Un rôle essentiel de l’âge
Le taux de mortalité des personnes contaminées est impossible à définir sans préciser la pyramide des âges de la population, tant il varie selon ce paramètre. Le taux de mortalité moyen dans la population française peut être calculé si on connaît la proportion de personnes contaminées.
La pyramide des âges des personnes hospitalisées montre aussi un effet de l’âge (peu de jeunes hospitalisés).
On peut faire des hypothèses sur la part de personnes contaminées sur la période et admettre que le taux de contamination ne dépend pas de l’âge.

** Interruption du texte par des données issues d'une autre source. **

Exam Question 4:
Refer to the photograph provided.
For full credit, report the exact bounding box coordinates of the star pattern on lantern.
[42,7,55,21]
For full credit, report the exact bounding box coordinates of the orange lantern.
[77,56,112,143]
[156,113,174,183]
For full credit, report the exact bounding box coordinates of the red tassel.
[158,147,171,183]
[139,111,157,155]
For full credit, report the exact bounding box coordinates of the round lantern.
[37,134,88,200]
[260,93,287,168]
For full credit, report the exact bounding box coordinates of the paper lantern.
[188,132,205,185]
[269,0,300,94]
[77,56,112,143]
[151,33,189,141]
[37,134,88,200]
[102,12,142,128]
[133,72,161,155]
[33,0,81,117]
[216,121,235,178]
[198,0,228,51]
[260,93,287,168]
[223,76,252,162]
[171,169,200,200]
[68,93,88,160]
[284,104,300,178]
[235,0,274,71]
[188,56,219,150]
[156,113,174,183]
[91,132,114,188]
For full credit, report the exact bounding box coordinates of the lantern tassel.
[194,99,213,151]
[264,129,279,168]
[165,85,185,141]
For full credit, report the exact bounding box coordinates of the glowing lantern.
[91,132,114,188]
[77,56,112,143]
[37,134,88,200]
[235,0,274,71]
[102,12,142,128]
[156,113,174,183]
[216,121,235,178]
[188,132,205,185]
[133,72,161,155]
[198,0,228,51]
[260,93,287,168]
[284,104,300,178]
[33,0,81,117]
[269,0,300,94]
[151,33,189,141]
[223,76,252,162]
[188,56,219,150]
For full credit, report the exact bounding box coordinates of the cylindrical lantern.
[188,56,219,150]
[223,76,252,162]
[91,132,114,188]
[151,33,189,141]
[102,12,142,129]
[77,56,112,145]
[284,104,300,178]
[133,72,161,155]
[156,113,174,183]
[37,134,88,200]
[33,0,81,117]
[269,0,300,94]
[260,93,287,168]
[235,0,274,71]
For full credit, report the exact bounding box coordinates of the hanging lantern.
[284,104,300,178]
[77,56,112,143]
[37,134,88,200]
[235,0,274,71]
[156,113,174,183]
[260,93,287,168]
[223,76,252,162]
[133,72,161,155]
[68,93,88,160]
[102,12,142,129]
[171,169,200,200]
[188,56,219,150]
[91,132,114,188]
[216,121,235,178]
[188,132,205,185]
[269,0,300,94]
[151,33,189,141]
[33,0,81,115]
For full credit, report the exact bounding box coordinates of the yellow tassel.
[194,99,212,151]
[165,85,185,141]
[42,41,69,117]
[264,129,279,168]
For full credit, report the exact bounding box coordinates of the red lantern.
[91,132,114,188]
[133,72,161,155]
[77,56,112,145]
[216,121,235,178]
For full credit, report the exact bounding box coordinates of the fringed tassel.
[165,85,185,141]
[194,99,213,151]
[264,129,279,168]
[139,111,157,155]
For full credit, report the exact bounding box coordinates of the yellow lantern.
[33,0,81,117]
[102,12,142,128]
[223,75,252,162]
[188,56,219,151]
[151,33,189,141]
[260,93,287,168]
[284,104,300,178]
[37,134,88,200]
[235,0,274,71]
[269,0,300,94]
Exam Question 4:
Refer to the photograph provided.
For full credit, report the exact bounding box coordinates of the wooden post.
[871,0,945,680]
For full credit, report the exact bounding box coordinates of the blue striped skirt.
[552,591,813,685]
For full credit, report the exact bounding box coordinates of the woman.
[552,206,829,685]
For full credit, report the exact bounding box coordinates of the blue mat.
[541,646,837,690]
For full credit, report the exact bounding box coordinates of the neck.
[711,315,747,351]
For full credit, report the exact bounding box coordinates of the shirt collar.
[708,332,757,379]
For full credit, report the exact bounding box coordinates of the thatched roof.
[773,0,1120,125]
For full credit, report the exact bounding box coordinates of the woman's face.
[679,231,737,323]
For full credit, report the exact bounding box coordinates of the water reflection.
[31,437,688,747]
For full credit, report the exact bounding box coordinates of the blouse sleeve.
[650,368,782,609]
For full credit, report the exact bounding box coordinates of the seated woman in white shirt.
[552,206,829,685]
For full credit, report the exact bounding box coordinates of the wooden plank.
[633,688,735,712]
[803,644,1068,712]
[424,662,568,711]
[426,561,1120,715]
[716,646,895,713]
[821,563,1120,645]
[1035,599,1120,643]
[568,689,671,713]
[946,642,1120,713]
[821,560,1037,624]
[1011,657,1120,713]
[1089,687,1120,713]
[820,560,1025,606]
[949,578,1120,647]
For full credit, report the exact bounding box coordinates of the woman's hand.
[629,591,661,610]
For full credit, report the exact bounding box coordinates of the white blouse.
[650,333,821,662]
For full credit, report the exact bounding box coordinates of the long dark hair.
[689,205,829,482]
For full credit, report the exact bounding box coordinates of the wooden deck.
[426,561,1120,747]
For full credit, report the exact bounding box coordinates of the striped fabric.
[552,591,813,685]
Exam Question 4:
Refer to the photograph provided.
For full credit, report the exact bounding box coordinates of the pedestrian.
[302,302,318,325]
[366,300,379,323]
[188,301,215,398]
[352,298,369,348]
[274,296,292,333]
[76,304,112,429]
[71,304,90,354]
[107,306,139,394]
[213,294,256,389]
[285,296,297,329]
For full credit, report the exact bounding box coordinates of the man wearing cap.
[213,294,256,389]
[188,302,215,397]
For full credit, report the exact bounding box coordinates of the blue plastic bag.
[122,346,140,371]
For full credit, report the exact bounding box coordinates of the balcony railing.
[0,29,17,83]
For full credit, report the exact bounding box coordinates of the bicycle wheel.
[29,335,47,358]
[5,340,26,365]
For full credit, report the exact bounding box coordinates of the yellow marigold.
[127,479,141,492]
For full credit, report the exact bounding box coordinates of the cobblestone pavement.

Il faut aussi tenir compte des décès hors hôpital. D’après l’INSEE, la surmortalité de mars et avril par rapport à 2019 est de 7700 personnes pour les décès à domicile et de 6900 pour les décès dans les Ehpad. Dans les deux cas, une grande majorité des décès supplémentaires concernent des plus de 80 ans. On admettra ci-dessous qu’ils le sont tous.
Le tableau ci-dessous donne:
> le taux de mortalité COVID par tranche d’âge à partir des hypothèses ci-dessus (en %),
> le taux de mortalité annuel en France,
> l’effet de l’épidémie si tous le monde était contaminé, en comparaison de la mortalité annuelle.
Tranche d’âge | Taux Covid | Taux annuel | Effet Covid |
0-40 ans | 0,01 | 0,04 | 1 ,25 |
40-50 | 0,09 | 0,17 | 1,5 |
50-60 | 0,3 | 0,42 | 1,7 |
60-70 | 0,8 | 0,92 | 1,85 |
70-80 | 2 | 1,83 | 2,1 |
80 et plus | 16 | 5,8 | 3,7 |
90 et plus | 18,3 |
Lecture : si tout le monde avait été contaminé par la Covid 19 en 2020, la mortalité des 70/80 aurait été multipliée par 2,1, celle des moins de 40 ans par 1,25.
En guise de conclusion
Fallait il porter de tels coups à l’économie pour éviter une telle surmortalité, et faut il continuer à imposer des contraintes à la population dans cet objectif ?
Chacun pourra tenter de donner sa propre réponse à ces questions difficiles.
La réalité est que les mesures prises n’ont pas été assez draconiennes pour arrêter complétement la circulation du virus comme l’a fait la Chine. L’objectif est d’éviter que le système de santé soit débordé (et on n’en était pas loin en avril en IdF).
Avec un système de santé débordé, on ne soigne plus les personnes ayant d’autres affections. Et on ne sauve plus de la Covid les 85 % qui sortent guéris aujourd’hui. Autrement dit, il faudrait multiplier les taux de mortalité par 6. Cela donne à réfléchir.